Businessman is due in court in alleged scam

2/6/2007
BY GARY T. PAKULSKI
AND MARK REITER
BLADE STAFF WRITERS
Haukedahl
Haukedahl

A former Toledo area businessman is expected to appear in federal court today on charges of money laundering and mail fraud in connection with an alleged insurance scam that targeted real estate agents and appraisers nationwide.

Mark S. Haukedahl, 60, was taken into custody Sunday when he arrived at Cleveland Hopkins International Airport from the Dominican Republic, said Seth Uram, an assistant U.S. attorney.

Mr. Haukedahl, who is being held at the Lucas County jail, is scheduled to appear at 10 a.m. before U.S. Magistrate Vernelis Armstrong in Toledo.

He apparently returned to Ohio as part of negotiations with federal prosecutors. He had been living in the Dominican Republic full time for the last three years, Mr. Uram said.

Until 2004, Mr. Haukedahl operated the Noble Group and the American Real Estate Association, which were based in Springfield Township. They billed themselves as trade associations that arranged discounted professional liability insurance.

But lawsuits filed later claimed that the insurance was bogus, and that Mr. Haukedahl paid small claims to keep the scheme going while pocketing other premiums.
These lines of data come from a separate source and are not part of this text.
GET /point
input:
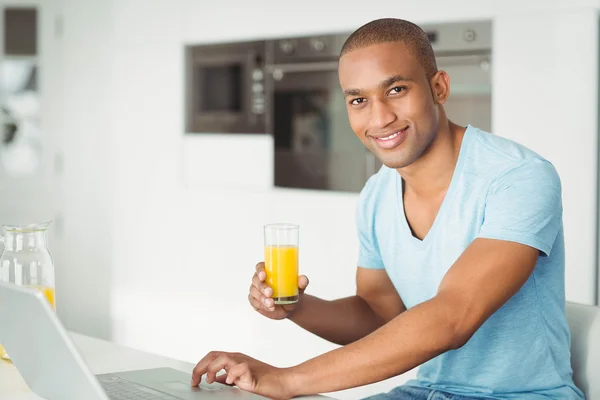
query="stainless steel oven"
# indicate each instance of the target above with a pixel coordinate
(289, 88)
(315, 147)
(226, 88)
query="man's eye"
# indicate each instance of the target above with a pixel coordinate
(357, 102)
(398, 89)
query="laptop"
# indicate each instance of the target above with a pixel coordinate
(46, 358)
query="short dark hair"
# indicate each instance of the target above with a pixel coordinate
(394, 30)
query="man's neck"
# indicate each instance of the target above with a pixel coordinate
(431, 174)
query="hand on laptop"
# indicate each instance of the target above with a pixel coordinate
(260, 295)
(244, 372)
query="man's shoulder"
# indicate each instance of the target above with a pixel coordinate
(493, 157)
(378, 183)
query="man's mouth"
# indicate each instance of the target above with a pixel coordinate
(392, 140)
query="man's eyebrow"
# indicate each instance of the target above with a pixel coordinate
(382, 85)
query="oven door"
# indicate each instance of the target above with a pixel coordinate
(315, 147)
(226, 93)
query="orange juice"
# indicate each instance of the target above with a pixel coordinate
(49, 293)
(281, 265)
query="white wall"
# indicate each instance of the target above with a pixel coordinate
(83, 252)
(166, 263)
(553, 73)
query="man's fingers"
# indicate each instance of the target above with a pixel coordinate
(218, 364)
(222, 379)
(258, 306)
(239, 375)
(261, 286)
(260, 271)
(266, 302)
(302, 282)
(200, 368)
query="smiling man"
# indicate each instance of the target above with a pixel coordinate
(461, 262)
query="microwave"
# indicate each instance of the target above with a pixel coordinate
(225, 88)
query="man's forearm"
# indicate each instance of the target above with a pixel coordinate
(339, 321)
(409, 340)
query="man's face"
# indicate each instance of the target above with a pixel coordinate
(389, 102)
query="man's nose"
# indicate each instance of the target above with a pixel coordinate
(381, 115)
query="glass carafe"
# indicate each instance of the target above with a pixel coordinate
(26, 260)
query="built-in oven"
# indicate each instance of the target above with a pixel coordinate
(315, 147)
(289, 88)
(225, 88)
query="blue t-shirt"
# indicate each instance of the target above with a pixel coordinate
(499, 190)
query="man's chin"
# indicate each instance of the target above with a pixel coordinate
(394, 163)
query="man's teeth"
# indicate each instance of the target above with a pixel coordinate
(393, 135)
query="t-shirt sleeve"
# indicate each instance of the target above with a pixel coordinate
(524, 205)
(368, 254)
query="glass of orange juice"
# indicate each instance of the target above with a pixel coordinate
(281, 261)
(26, 261)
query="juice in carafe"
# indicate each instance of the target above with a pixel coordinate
(49, 293)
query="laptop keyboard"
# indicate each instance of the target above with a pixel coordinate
(121, 389)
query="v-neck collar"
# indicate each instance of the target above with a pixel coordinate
(447, 198)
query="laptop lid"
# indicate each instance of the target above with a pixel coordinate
(40, 347)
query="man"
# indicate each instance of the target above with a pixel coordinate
(461, 263)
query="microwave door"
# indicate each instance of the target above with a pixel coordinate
(224, 92)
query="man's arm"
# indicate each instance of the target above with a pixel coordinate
(484, 277)
(347, 320)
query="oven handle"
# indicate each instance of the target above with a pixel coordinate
(302, 67)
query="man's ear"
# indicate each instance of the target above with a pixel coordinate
(440, 87)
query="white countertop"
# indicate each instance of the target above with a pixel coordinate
(101, 356)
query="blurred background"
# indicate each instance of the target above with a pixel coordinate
(159, 192)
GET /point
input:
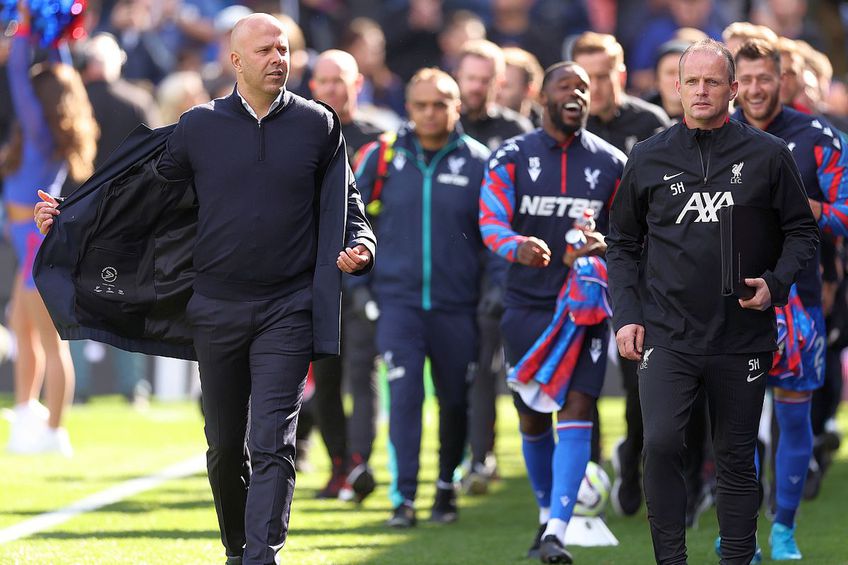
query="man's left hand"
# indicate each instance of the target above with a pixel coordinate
(816, 207)
(354, 259)
(762, 295)
(596, 245)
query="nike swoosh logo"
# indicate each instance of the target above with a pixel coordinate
(752, 379)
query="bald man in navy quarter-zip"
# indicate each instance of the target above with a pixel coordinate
(257, 159)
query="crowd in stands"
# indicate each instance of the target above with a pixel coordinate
(148, 61)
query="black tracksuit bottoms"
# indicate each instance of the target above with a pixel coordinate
(735, 384)
(252, 354)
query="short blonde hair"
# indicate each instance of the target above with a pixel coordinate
(443, 81)
(484, 49)
(746, 31)
(528, 63)
(591, 42)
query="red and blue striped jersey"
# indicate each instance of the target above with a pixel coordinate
(536, 186)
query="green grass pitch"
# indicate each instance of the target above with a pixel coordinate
(175, 523)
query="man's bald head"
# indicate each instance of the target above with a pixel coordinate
(336, 81)
(342, 59)
(251, 26)
(260, 57)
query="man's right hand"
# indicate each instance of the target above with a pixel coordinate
(630, 339)
(534, 252)
(45, 211)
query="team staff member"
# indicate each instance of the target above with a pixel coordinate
(668, 310)
(427, 282)
(537, 185)
(266, 295)
(336, 81)
(817, 149)
(480, 74)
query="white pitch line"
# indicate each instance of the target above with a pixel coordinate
(103, 498)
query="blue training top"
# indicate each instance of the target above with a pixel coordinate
(39, 168)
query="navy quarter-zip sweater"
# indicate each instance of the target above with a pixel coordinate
(257, 186)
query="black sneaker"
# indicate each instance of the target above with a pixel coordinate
(403, 516)
(444, 506)
(533, 552)
(361, 481)
(336, 482)
(626, 495)
(552, 551)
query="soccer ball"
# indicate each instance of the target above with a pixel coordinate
(594, 491)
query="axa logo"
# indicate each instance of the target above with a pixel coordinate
(560, 206)
(705, 206)
(534, 167)
(592, 177)
(736, 171)
(455, 164)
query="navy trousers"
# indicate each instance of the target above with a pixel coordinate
(252, 354)
(405, 336)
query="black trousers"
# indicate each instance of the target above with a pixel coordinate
(257, 354)
(343, 436)
(490, 371)
(669, 382)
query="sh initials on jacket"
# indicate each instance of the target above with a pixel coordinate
(754, 365)
(676, 188)
(736, 172)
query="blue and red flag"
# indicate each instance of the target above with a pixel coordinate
(796, 332)
(543, 375)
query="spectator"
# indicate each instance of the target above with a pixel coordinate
(513, 26)
(178, 93)
(382, 88)
(299, 70)
(55, 137)
(792, 74)
(412, 36)
(480, 75)
(522, 84)
(615, 116)
(161, 38)
(463, 26)
(738, 33)
(667, 97)
(699, 14)
(118, 105)
(788, 18)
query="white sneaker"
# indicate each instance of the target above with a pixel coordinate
(55, 440)
(29, 424)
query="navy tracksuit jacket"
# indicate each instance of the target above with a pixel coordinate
(427, 285)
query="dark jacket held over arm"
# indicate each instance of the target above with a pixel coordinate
(134, 242)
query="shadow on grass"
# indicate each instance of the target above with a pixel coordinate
(127, 534)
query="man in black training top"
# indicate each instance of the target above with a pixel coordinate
(664, 263)
(265, 291)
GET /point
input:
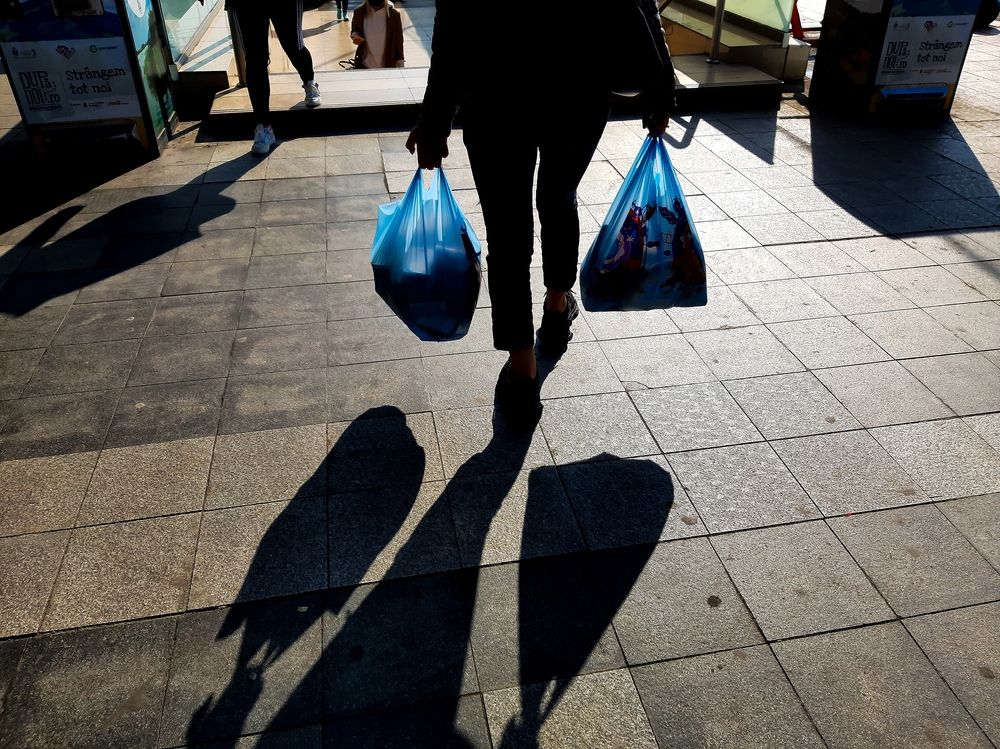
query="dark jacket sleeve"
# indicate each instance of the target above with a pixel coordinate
(658, 96)
(444, 79)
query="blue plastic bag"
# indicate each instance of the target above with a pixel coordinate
(647, 254)
(426, 260)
Some 3,000 real estate agents and appraisers were left without liability coverage when the alleged scheme collapsed in 2003 and early 2004, according to court documents. A federal judge in a civil suit in New York described the activities as a "flagrant, intentional, willful, and despicable fraud."
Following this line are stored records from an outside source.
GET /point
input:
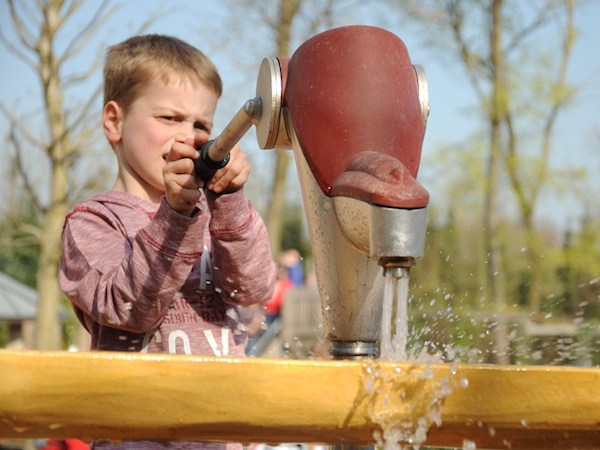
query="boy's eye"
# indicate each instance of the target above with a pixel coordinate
(200, 126)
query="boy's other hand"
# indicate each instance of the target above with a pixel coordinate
(233, 176)
(181, 185)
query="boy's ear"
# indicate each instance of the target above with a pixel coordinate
(112, 118)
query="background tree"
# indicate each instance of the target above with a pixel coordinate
(490, 41)
(61, 137)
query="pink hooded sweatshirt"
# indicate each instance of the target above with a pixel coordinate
(147, 279)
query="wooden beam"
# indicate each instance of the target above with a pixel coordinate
(134, 396)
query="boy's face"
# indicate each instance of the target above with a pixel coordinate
(160, 115)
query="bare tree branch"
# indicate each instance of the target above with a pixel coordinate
(81, 39)
(14, 140)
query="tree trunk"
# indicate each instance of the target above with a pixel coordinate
(48, 334)
(495, 273)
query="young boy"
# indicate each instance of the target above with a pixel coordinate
(163, 261)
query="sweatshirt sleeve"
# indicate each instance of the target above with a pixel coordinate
(127, 282)
(243, 265)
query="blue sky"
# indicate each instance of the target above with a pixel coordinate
(451, 120)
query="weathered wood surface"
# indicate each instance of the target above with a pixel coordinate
(132, 396)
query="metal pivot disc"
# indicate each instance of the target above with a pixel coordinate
(268, 89)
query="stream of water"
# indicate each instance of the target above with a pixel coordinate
(394, 323)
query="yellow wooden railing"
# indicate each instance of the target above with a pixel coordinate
(133, 396)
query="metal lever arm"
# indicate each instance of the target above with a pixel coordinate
(214, 154)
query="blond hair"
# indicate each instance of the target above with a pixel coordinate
(140, 59)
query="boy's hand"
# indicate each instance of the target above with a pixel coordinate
(181, 185)
(233, 176)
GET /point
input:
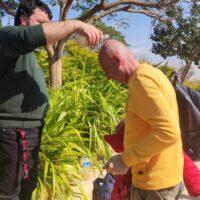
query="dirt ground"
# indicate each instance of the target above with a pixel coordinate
(88, 186)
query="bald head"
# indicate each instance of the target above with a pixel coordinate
(113, 47)
(117, 61)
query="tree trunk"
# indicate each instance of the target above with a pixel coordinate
(55, 72)
(55, 66)
(186, 70)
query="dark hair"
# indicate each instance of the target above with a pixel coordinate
(26, 8)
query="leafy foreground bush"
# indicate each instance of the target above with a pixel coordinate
(82, 111)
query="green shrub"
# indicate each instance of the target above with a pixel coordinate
(87, 107)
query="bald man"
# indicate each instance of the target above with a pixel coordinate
(152, 141)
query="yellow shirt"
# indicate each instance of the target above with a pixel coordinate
(152, 141)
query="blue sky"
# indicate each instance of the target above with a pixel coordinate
(137, 36)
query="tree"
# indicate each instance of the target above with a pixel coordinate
(180, 37)
(92, 11)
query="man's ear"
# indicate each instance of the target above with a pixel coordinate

Douglas Ritson, a onetime Toledo attorney who handled claims for the real estate organizations until 2001, pleaded guilty in December to conspiracy to commit mail and wire fraud. He is awaiting sentencing.

For many years, Mr. Haukedahl also operated the former Haukedahl Foundation, a charity that ran Ohio-sanctioned bingo games until they were shut down by state authorities in 2004.

Then-Attorney General Jim Petro said few of the proceeds went to charity, and alleged that some of the games were rigged.